I have a friend trying to refinance her home under the HARP program and her home, her only asset, is in a trust. She has been told by USAA and another lender that she would have to submit her entire trust to them for evaluation before she can refinance. More recently she was told that lenders cannot refinance a property held in a trust and that it is against the law for the lender to refinance without a full copy of the trust. She is not willing to give that information to a group of strangers. Are there new federal laws that are going to make having a revocable trust obsolete?
What is very common is that lenders will either (1) require a copy of the trust; or (2) refuse to lend to a "trustee." In the first circumstance, that really is not an unreasonable request because the lender has to verify that the trustee has the authority under the terms of the trust to borrow funds against trust property and to be sure that there is nothing in the trust which would have the potential of impairing the security interest. In the second instance, what happens is that the trustee will transfer the property out of the trust into his or her name as an individual, the lender then makes the loan to the individual owner - and not in his or her capacity as trustee - and then the individual owner will transfer the real property back into his or her name as trustee of the trust.
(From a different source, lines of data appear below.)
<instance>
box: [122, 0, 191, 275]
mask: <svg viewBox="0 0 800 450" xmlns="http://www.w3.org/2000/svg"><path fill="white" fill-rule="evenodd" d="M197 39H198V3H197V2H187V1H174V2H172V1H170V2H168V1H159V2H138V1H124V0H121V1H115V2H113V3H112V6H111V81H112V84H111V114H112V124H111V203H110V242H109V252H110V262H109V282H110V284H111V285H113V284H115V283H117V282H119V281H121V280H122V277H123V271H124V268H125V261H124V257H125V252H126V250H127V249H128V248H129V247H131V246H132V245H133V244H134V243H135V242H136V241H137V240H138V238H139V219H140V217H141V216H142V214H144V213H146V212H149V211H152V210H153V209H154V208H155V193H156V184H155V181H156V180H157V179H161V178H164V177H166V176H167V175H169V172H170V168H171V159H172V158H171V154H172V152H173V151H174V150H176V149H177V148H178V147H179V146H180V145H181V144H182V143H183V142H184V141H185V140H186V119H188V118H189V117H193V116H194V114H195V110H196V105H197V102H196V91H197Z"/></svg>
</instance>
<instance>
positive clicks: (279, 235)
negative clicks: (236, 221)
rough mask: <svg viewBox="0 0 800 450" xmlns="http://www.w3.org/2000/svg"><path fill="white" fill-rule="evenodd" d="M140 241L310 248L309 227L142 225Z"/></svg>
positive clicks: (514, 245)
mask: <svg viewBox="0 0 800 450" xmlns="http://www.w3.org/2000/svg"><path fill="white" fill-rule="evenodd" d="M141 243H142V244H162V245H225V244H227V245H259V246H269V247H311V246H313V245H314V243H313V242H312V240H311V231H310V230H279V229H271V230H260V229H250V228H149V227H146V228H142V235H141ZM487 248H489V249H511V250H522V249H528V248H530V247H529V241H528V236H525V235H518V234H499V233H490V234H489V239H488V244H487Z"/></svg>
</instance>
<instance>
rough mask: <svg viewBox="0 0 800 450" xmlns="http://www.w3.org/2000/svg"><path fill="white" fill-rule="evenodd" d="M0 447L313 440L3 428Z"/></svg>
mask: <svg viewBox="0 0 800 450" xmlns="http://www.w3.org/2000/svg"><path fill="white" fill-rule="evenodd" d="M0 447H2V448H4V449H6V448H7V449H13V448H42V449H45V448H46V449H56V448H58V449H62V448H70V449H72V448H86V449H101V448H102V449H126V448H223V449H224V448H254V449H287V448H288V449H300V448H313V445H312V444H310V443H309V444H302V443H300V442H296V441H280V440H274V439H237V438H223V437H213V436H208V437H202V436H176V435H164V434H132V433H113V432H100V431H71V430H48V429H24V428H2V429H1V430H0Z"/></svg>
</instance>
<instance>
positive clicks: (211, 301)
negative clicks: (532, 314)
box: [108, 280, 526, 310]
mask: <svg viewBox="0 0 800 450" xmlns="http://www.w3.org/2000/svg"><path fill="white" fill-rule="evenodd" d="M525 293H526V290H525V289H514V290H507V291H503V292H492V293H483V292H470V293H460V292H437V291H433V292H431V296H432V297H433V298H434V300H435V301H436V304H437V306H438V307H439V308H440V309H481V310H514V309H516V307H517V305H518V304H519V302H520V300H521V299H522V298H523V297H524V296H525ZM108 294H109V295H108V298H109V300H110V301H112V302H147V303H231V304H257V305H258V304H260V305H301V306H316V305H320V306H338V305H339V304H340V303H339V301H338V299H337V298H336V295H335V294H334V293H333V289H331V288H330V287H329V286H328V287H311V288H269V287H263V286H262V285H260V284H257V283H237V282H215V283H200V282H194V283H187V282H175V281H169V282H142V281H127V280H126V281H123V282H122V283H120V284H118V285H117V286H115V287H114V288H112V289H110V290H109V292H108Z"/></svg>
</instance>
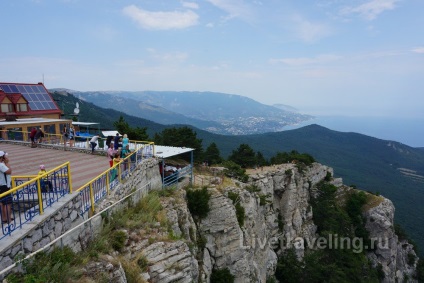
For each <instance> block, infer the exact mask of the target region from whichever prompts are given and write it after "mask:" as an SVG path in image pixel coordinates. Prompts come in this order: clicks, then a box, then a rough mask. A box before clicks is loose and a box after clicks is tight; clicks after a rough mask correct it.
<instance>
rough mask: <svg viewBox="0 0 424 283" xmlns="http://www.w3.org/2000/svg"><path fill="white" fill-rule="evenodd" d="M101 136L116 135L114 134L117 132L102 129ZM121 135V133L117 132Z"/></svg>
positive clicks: (112, 135)
mask: <svg viewBox="0 0 424 283" xmlns="http://www.w3.org/2000/svg"><path fill="white" fill-rule="evenodd" d="M102 134H103V136H105V137H107V136H113V137H114V136H116V134H119V132H118V131H102ZM119 135H120V136H121V134H119Z"/></svg>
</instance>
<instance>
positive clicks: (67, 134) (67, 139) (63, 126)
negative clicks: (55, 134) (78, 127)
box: [63, 125, 69, 150]
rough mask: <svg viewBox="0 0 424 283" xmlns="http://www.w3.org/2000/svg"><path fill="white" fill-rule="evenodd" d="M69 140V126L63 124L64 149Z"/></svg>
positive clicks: (63, 141)
mask: <svg viewBox="0 0 424 283" xmlns="http://www.w3.org/2000/svg"><path fill="white" fill-rule="evenodd" d="M68 140H69V132H68V128H67V127H66V125H65V126H63V150H66V143H67V142H68Z"/></svg>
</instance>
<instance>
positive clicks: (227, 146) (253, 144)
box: [53, 93, 424, 254]
mask: <svg viewBox="0 0 424 283" xmlns="http://www.w3.org/2000/svg"><path fill="white" fill-rule="evenodd" d="M53 96H54V98H55V99H58V100H59V101H58V102H57V103H58V105H59V106H63V108H64V110H65V113H73V109H74V107H75V102H79V104H80V110H81V111H80V115H79V119H80V121H84V122H100V123H101V128H103V129H113V122H115V121H117V120H118V119H119V116H120V115H122V116H123V117H124V119H125V120H126V121H127V122H128V123H129V125H130V126H132V127H135V126H139V127H147V132H148V134H149V135H150V137H153V135H154V133H157V132H161V131H163V130H164V129H165V128H169V127H173V126H164V125H160V124H156V123H154V122H152V121H149V120H145V119H141V118H137V117H133V116H129V115H125V114H122V113H121V112H118V111H115V110H112V109H103V108H99V107H97V106H95V105H93V104H92V103H87V102H84V101H81V100H79V99H77V98H75V97H74V96H72V95H66V96H64V95H62V94H58V93H56V94H53ZM174 126H176V127H178V126H177V125H174ZM193 129H194V130H195V131H196V133H197V137H198V138H200V139H203V148H204V149H205V148H206V147H208V146H209V145H210V144H211V143H212V142H215V143H216V145H217V146H218V148H219V150H220V152H221V155H222V156H223V157H224V158H227V157H228V156H229V155H230V154H231V152H232V151H233V150H235V149H236V148H237V147H238V146H239V145H240V144H242V143H244V144H248V145H249V146H250V147H252V148H253V149H254V150H255V151H260V152H261V153H262V154H263V155H264V157H265V158H267V159H269V158H270V157H272V156H274V155H275V154H276V153H277V152H283V151H291V150H293V149H294V150H297V151H299V152H304V153H309V154H311V155H312V156H313V157H314V158H315V159H316V160H317V161H318V162H320V163H322V164H325V165H328V166H330V167H333V168H334V172H335V176H336V177H342V178H343V181H344V183H345V184H347V185H356V186H357V187H358V188H359V189H363V190H366V191H371V192H374V193H375V192H379V193H381V194H382V195H383V196H385V197H387V198H389V199H391V200H392V201H393V203H394V204H395V206H396V222H397V223H399V224H400V225H401V226H402V227H403V228H405V230H406V231H407V232H408V234H409V235H410V237H411V238H412V239H413V240H415V241H416V242H417V243H418V244H419V246H420V247H422V249H424V226H423V225H421V224H422V223H424V206H423V205H422V203H423V202H424V184H423V183H422V182H421V183H420V182H418V181H414V180H412V179H410V178H408V177H406V176H405V175H402V174H401V172H400V171H399V170H398V169H397V168H406V169H409V170H413V171H416V174H419V175H424V150H422V149H419V148H412V147H409V146H406V145H403V144H401V143H397V142H391V141H385V140H381V139H377V138H373V137H369V136H365V135H361V134H357V133H344V132H337V131H332V130H330V129H327V128H324V127H321V126H318V125H311V126H306V127H303V128H300V129H296V130H290V131H284V132H276V133H266V134H260V135H245V136H224V135H216V134H211V133H209V132H206V131H202V130H199V129H196V128H193ZM421 254H422V251H421Z"/></svg>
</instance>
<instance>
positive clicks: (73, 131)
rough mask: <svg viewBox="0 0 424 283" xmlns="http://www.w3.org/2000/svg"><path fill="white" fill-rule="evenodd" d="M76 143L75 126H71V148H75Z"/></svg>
mask: <svg viewBox="0 0 424 283" xmlns="http://www.w3.org/2000/svg"><path fill="white" fill-rule="evenodd" d="M74 142H75V129H74V126H72V125H71V127H69V147H73V146H74Z"/></svg>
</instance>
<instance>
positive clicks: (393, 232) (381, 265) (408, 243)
mask: <svg viewBox="0 0 424 283" xmlns="http://www.w3.org/2000/svg"><path fill="white" fill-rule="evenodd" d="M394 213H395V207H394V206H393V203H392V202H391V201H390V200H388V199H384V200H383V201H382V202H381V203H380V204H378V205H377V206H375V207H373V208H371V209H369V210H368V211H366V213H365V215H366V218H367V224H366V228H367V230H368V231H369V232H370V238H371V239H375V240H376V241H375V242H374V243H373V244H374V248H375V250H374V251H372V252H370V253H369V254H368V257H370V258H371V259H372V261H373V262H374V264H375V265H376V266H377V265H378V264H380V265H381V268H382V270H383V272H384V275H385V278H384V281H383V282H406V281H407V282H414V281H413V280H412V279H413V276H414V274H415V269H416V264H417V260H418V257H417V255H416V253H415V251H414V250H413V246H412V245H411V244H409V243H408V241H407V240H405V239H399V237H398V236H397V235H396V234H395V230H394V223H393V219H394Z"/></svg>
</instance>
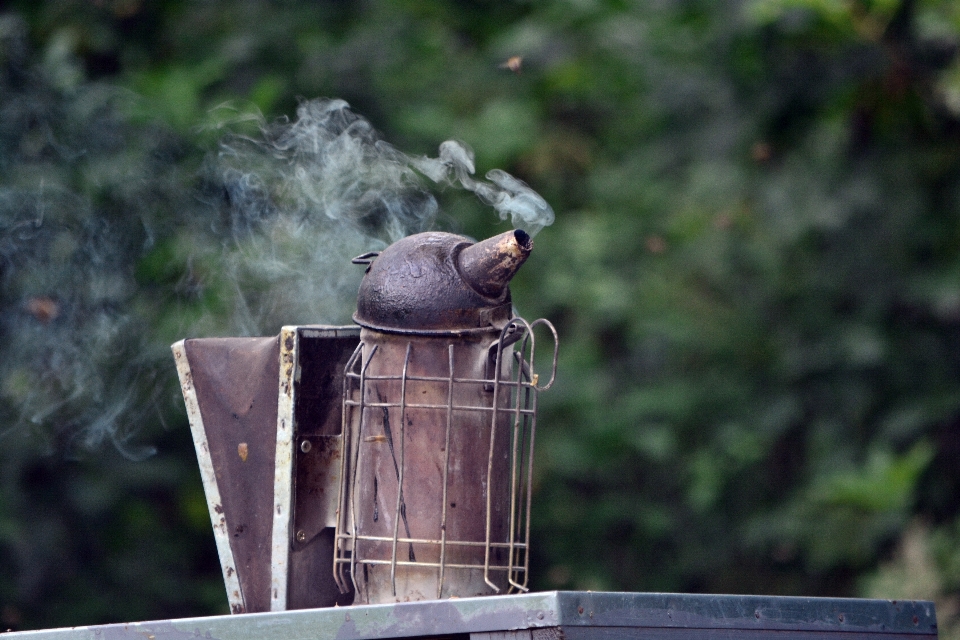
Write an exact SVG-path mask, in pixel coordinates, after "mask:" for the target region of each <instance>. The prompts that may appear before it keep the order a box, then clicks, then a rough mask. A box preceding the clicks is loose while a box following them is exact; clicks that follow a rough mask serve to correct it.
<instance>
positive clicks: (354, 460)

The Selling Guide of the Federal National Mortgage Association (Fannie Mae) provides that a lender can make a loan to a revocable trust, so long as the trust meets Fannie Mae's revocability and other eligibility requirements at the time the loan is delivered. The Selling Guide states that, where the borrower is the trustee of a revocable trust, the lender is responsible for "determining that both the trust and the mortgage satisfy Fannie Mae eligibility criteria and documentation requirements." Further, the lender is responsible for "completing a review of the mortgage documentation, applicable state law, and the trust documents to ensure that title insurers provide full title insurance coverage without exceptions for the trust or the trustees for inter vivos revocable trusts in that state. The Trust Requirements provision states that, "The inter vivos revocable trust must be established by one or more natural persons, solely or jointly. The primary beneficiary of the trust must be the individual(s) establishing the trust. If the trust is established jointly, there may be more than one primary beneficiary as long as the income or assets of at least one of the individuals establishing the trust will be used to qualify for the mortgage. The trustee(s) must include either the individual establishing the trust (or at least one of the individuals, if there are two or more); or an institutional trustee that customarily performs trust functions in and is authorized to act as trustee under the laws of the applicable state. The trustee(s) must have the power to mortgage the security property for the purpose of securing a loan to the party (or parties) who are the borrower(s) under the mortgage or deed of trust note."
The Selling Guide is available online at https://www.fanniemae.com/singlefamily/originating-underwriting and has a current date of January 17, 2013. The section applicable to loans made to revocable trusts is B2-2-05.
If the lender requires a full copy of the trust, and the borrower prefers to maintain the confidentiality of the document, then your friend might consider taking title out of the trust, borrowing as an individual, and then transferring title back to the trust.